With this backdrop, the Appeals Court’s recent decision in Furlong v. Zoning Board of Appeals of Salem is interesting, both because it involves a legitimate variance and because it confirms that, in the right circumstances, a safety issue can be a “substantial hardship” under the variance standard. The land at issue in Furlong borders Salem Harbor and is used as a marina. The marina applied for a variance allowing it to construct a new building on the edge of the lot closest to the water – within the required zoning setback – for its boat repair operation. The marina claimed that it needed to locate this building within the setback to provide sufficient room to safely operate a large piece of equipment called a “travelift,” which lifts boats out of the water and carries them to where they will be repaired. The Salem Zoning Board of Appeals granted the variance, an abutter appealed, and on appeal the Land Court affirmed.
On further appeal, the Appeals Court affirmed the Land Court’s “comprehensive and thoughtful” decision. As to the first two prongs of the standard, the Appeals Court agreed that the lot has a “peculiar shape” with “at least twenty-five sides.” As to the last two prongs, the court accepted the Land Court’s finding that the new building would not be a detriment to the public good or derogate from the intent or purpose of the zoning ordinance. The main issue on appeal was the third prong: whether the safety concerns underlying placement of the building in the zoning setback could constitute “substantial hardship.” The Appeals Court noted that this question has not been “extensively analyzed” and that only one case, Josephs v. Brookline Board of Appeals, has ever held that a safety issue can give rise to variance-worthy hardship.

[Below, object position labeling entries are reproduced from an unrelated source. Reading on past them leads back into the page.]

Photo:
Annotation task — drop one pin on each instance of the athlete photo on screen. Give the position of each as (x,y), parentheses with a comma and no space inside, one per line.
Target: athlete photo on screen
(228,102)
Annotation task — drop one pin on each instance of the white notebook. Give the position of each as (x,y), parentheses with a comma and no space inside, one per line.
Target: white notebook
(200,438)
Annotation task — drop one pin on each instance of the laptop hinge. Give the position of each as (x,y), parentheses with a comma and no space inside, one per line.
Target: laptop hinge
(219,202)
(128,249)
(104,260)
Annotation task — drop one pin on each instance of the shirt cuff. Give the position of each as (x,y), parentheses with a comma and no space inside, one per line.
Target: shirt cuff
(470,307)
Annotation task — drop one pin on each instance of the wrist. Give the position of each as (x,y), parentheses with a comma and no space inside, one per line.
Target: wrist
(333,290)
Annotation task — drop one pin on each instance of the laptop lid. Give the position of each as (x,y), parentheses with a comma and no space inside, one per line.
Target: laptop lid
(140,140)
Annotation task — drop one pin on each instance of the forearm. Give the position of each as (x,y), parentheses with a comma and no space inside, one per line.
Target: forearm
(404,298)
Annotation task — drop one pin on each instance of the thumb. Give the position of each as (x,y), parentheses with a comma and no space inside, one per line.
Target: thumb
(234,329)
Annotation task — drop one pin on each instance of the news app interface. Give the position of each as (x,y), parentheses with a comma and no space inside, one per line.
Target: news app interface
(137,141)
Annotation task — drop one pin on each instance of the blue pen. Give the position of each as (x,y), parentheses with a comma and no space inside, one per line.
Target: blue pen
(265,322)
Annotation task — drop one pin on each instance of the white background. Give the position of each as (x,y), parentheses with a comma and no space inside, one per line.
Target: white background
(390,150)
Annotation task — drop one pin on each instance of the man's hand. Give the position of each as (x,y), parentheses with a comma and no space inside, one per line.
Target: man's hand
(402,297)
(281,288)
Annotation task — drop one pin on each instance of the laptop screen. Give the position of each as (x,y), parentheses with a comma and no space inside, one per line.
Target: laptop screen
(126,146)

Comparing Josephs to the case before it, the Appeals Court was satisfied that if the marina adjusted its plans to meet the requirements of the Salem zoning ordinance, “a significant risk of harm for the people and property” would result. On this basis, the court agreed with and adopted the Land Court’s conclusion that “[w]here a variance diminishes the risk of an existing harm or where it prevents a greater risk of harm that would result from compliance with a zoning ordinance, such a hardship may merit a variance.” Citing what it called the “unique circumstances in this case” and the “degree of danger that would result” from compliance with the ordinance, the Appeals Court affirmed the Land Court’s decision upholding the variance.
In the wake of Furlong, look for safety issues – real or imagined – to start cropping up more frequently as stated grounds for the issuance of variances.